Artist’s conception of the new tunable ring laser. [Image: Joshua Mornhinweg]
Nearly 60 years has passed since tunable lasers were invented, but scientists still make tradeoffs between accurate tuning and a broad frequency range. Some of these devices require moving parts, which adds to their cost and complexity. Even tunable semiconductor lasers still force researchers to choose between narrow tuning ranges and unpredictable mode hops.
A team in the United States and Austria has devised a compact multiring semiconductor laser that can tune widely and smoothly (Optica, doi:10.1364/OPTICA.559884 ). Group members say that the chip-sized laser maintains the same output wavelength, without mode hops, even when injected with an input beam of 75 mW.
The ring architecture
The new device contains five ring-shaped quantum cascade lasers (QCLs), each with a different radius between 220 and 260 μm. The five QCLs are not perfect circles, though; each consists of four straight 50-μm sections connected by quarter-circles with varying radii. All rings are connected to the same waveguide.

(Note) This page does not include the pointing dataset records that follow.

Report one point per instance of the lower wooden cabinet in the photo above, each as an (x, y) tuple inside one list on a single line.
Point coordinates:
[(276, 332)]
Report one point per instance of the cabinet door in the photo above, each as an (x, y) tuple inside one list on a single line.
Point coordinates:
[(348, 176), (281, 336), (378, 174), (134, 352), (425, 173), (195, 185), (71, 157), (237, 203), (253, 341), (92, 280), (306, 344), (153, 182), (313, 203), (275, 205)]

Each of the rings lases at a distinct frequency and can be tuned over 10 cm–1 or 0.3 THz. The design of the laser ensures that only one wavelength is emitted at a time, which makes it easily scalable and stable across different environments. A combination of three of the rings, which can be operated independently, gives the device a tuning range greater than 33 cm–1 or roughly 1 THz without mode hops.
“By adjusting the size of the ring, we can effectively target any line we want and any lasing frequency we want,” said study author Theodore Letsou, Harvard University, USA. “All the light from every single laser gets coupled through the same waveguide and is formed into the same beam. This is quite powerful because we can extend the tuning range of typical semiconductor lasers, and we can target individual wavelengths using a different ring radius.”
Testing the laser
The researchers compared the ring laser’s 8-μm-wavelength output to that of a commercially available external-cavity QCL that can tune over a range of more than 200 cm–1 but suffers from mode hops. Likewise, a commercial distributed-feedback QCL can tune without mode hops, but only over a range of approximately 4 cm–1.
The team concluded that the main difference between its device and the commercially available lasers is the method of light emission.
They found that their laser was able to tune without mode hops and over a greater spectral range than the commercial one. The team concluded that the main difference between its device and the commercially available lasers is the method of light emission—while most compact ring QCLs are surface or substrate emitting, the team’s is facet-emitting. Their ring-array laser can also maintain a stable frequency output over time because of how it can be biased during continuous-wave operation; in contrast, other such lasers show frequency chirping during a pulsed bias.
The new device’s unidirectional mode of operation renders it less sensitive to optical feedback than other kinds of tunable semiconductor lasers, according to the scientists. The researchers hope that the ring-style laser geometry can be incorporated into other types of chip-scale devices such as interband cascade lasers and quantum dot lasers.
Leading the research team were Optica Fellow Federico Capasso of Harvard University, USA, and his frequent collaborator, Benedikt Schwarz of the Vienna University of Technology, Austria. Capasso is one of the coinventors of the QCL in 1994.